When we started to refine our approach, understand the needs, validate the experience, and craft the value it will bring to our users - three key objectives led our process -

The entry point of a user to the issue.
Quickly understand the problematic consumer and the root cause of the issue.
Code gets fixed. The developer must debug the fix with a similar message to ensure it works.

1 - Define the trigger

In Memphis broker, at the SDK level, we use a parameter called “maxMsgDeliveries.”
Once this threshold is reached, the broker will not repeatedly send the “failed-to-ack” message to the same consumer group.

2 - Notification

Memphis broker senses the event of crossing the “maxMsgDeliveries = 2” per station, per consumer group.
Persist the time_sent, and payload of the redelivered message to the Memphis file-based store for 3 hours.
Mark the message as poisoned by a specific consumer.
Create an alert.

3 - Identify the consumer group which didn't acknowledge the message

Instead of going around through logs and multiple consumer groups, we wanted to narrow the finding to the minimum, so a simple click on the “real-time tracing” will lead to a graph screen showing the CGs which passed the redelivery threshold.

4 - Fix and Debug

After the developer understand what went wrong and creates a fix, before pushing the code which will lead to probably more adjustments when new messages will arrive, we have created the “Resend” mechanism which will push the unacknowledged message as many times as needed (Until ACK) to the consumer group that was not able to acknowledge the message in the first place.

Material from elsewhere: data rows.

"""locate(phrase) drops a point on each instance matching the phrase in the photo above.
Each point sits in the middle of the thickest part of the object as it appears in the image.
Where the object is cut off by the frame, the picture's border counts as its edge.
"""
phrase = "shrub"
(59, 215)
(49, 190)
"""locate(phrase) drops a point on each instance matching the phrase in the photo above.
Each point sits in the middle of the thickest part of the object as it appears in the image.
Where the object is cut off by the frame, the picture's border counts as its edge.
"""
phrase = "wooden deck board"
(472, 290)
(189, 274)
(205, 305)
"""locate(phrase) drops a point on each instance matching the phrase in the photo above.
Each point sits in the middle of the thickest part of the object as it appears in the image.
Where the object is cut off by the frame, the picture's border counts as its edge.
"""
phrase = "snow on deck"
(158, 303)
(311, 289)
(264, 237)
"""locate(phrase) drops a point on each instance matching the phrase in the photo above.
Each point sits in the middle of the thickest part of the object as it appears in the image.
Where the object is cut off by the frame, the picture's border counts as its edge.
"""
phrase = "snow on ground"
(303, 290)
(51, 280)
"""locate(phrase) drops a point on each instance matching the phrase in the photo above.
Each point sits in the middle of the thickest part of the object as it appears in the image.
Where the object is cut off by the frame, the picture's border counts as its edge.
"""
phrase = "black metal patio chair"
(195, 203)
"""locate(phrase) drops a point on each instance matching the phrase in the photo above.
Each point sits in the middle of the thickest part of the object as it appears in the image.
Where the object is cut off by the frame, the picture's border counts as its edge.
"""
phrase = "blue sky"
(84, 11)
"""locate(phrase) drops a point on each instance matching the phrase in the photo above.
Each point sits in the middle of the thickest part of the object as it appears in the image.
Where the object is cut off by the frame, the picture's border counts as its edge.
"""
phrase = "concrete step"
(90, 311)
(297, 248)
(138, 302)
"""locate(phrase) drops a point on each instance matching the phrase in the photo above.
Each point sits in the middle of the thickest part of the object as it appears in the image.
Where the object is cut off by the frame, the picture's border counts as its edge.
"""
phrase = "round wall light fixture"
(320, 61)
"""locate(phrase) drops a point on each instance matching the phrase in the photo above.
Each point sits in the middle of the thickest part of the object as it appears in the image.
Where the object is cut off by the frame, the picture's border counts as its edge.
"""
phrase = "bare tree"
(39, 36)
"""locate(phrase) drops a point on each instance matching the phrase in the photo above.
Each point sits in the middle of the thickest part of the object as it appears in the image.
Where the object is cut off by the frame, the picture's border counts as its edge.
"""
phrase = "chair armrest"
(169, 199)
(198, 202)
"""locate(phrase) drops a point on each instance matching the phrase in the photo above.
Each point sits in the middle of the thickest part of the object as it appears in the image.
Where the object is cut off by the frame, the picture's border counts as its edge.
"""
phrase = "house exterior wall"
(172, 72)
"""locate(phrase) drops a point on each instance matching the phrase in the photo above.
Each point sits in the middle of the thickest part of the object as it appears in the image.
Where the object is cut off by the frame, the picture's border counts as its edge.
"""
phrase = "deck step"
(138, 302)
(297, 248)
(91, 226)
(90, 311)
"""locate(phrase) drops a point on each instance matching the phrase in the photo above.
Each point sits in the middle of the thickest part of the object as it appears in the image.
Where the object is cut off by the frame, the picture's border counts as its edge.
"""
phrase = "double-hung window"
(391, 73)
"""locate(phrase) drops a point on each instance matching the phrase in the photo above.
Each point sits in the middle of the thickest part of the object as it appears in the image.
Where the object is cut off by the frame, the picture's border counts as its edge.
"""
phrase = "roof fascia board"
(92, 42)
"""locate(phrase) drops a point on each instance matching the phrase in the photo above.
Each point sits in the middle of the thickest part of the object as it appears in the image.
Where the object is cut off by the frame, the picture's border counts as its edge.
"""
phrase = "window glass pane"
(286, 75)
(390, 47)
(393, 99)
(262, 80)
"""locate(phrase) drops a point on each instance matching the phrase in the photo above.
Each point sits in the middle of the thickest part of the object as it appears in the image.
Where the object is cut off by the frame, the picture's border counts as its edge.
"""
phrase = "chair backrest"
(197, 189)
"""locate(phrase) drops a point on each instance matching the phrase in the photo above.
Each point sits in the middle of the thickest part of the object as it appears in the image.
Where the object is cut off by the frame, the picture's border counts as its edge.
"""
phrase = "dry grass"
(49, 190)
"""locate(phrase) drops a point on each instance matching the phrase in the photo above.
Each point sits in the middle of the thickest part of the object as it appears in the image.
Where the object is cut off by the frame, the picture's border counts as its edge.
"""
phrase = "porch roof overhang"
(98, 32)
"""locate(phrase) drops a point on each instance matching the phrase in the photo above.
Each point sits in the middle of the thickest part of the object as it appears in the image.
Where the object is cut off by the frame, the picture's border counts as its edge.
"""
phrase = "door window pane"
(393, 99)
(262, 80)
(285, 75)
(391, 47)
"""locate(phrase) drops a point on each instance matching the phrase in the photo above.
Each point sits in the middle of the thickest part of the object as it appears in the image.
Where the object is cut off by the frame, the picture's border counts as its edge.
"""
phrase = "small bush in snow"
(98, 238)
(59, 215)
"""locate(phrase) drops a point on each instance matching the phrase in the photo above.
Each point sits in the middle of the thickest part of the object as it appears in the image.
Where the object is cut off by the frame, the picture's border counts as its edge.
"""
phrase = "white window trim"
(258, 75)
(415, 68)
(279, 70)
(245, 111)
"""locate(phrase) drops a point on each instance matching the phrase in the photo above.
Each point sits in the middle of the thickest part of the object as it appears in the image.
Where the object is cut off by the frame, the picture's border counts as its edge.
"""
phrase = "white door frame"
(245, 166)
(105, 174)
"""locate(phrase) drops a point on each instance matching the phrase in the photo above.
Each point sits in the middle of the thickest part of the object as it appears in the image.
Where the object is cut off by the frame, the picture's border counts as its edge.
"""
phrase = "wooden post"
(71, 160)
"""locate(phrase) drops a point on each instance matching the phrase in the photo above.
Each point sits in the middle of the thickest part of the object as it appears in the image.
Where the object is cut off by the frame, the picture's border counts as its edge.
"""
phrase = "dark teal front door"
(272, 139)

The unacknowledged message will be retrieved from Memphis internal DB, ingested into a dedicated station per station, per CG, and only upon request. Next, it will be pushed to the unacknowledged CG - WITHOUT ANY CODE CHANGE, using the same already-configured emit.

That’s it. No need to create a persistency process, cache DB, DLQ, or massy logic. You can be sure no message is lost.

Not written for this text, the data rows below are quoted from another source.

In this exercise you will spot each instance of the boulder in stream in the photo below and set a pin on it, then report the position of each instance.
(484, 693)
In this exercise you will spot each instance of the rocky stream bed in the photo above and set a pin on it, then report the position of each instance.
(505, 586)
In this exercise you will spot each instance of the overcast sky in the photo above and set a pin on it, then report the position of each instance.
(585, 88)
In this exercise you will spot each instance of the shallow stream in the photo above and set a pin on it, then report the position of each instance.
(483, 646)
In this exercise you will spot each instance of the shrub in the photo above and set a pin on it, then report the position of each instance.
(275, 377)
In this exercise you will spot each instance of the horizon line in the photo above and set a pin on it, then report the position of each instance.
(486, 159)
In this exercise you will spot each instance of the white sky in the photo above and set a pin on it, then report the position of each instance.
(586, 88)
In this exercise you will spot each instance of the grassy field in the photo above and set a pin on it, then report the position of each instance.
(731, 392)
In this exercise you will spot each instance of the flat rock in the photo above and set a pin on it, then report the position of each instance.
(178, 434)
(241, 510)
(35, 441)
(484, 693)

Still under construction, but if you're interested - sandbox.memphis.dev

This article is written by Avraham Neeman

Top comments (8)

Ella (she/her/elle) • Jul 21 '22

Hey @saar_ryan and @avraham_neeman thanks for sharing this post! I really appreciate you taking the time to share attribution to the original author. 😎

Did you know that you can create an organization page for Memphis.dev on The Ops Community, where you'll be able to share content by all your team members and attribute it to them directly? 🙌

Any content published by any member of your team will be displayed on a dedicated organization page where you can share a unique CTA and additional branding. Check out the info page here if you're curious to learn more!

I'm always on hand to answer any questions you might have about this or other features of this community!

Saar Ryan Cohen • Aug 16 '22

Will surely do so! thanks for the advice :)

Ella (she/her/elle) • Aug 19 '22

I see it!!

If you're the org admin, @saar_ryan, you can go to your personal dashboard to edit any posts you'd like to switch to the Memphis.dev organization. Let me know if you'd like a walkthrough.

Avraham Neeman • Jul 20 '22

Thanks for sharing

White • Jan 13

El tema de los mensajes tóxicos en comunidades tech es más común de lo que parece. Afecta la motivación y la forma en que compartimos ideas. Por eso valoro espacios donde puedo desconectar un poco y cambiar el chip. En mis pausas suelo alternar lectura con algo ligero, como mirar estadísticas deportivas en felixspins.es/app/
, sin dramas ni discusiones. Ese equilibrio ayuda a volver a las conversaciones con mejor ánimo, más paciencia y ganas reales de aportar algo útil al debate diario para mantener conversaciones sanas y respetuosas entre todos siempre.

Hunter Cole • Dec 6 '25

To quickly identify which consumer group didn’t acknowledge the message, we used real-time tracing. Instead of checking logs and multiple groups manually, bodil udsen dødsårsag one click displayed a graph highlighting the consumer groups that exceeded the redelivery threshold, pinpointing the issue instantly.

Matthew • Aug 11 '25

Nice breakdown, I agree that removing poison messages makes systems more reliable and easier to maintain. After reading, it really helped me out while playing mobile game.

Matthew • Aug 11 '25

Nice breakdown, I agree that removing poison messages makes systems more reliable and easier to maintain. It also helped me out while playing mobile game.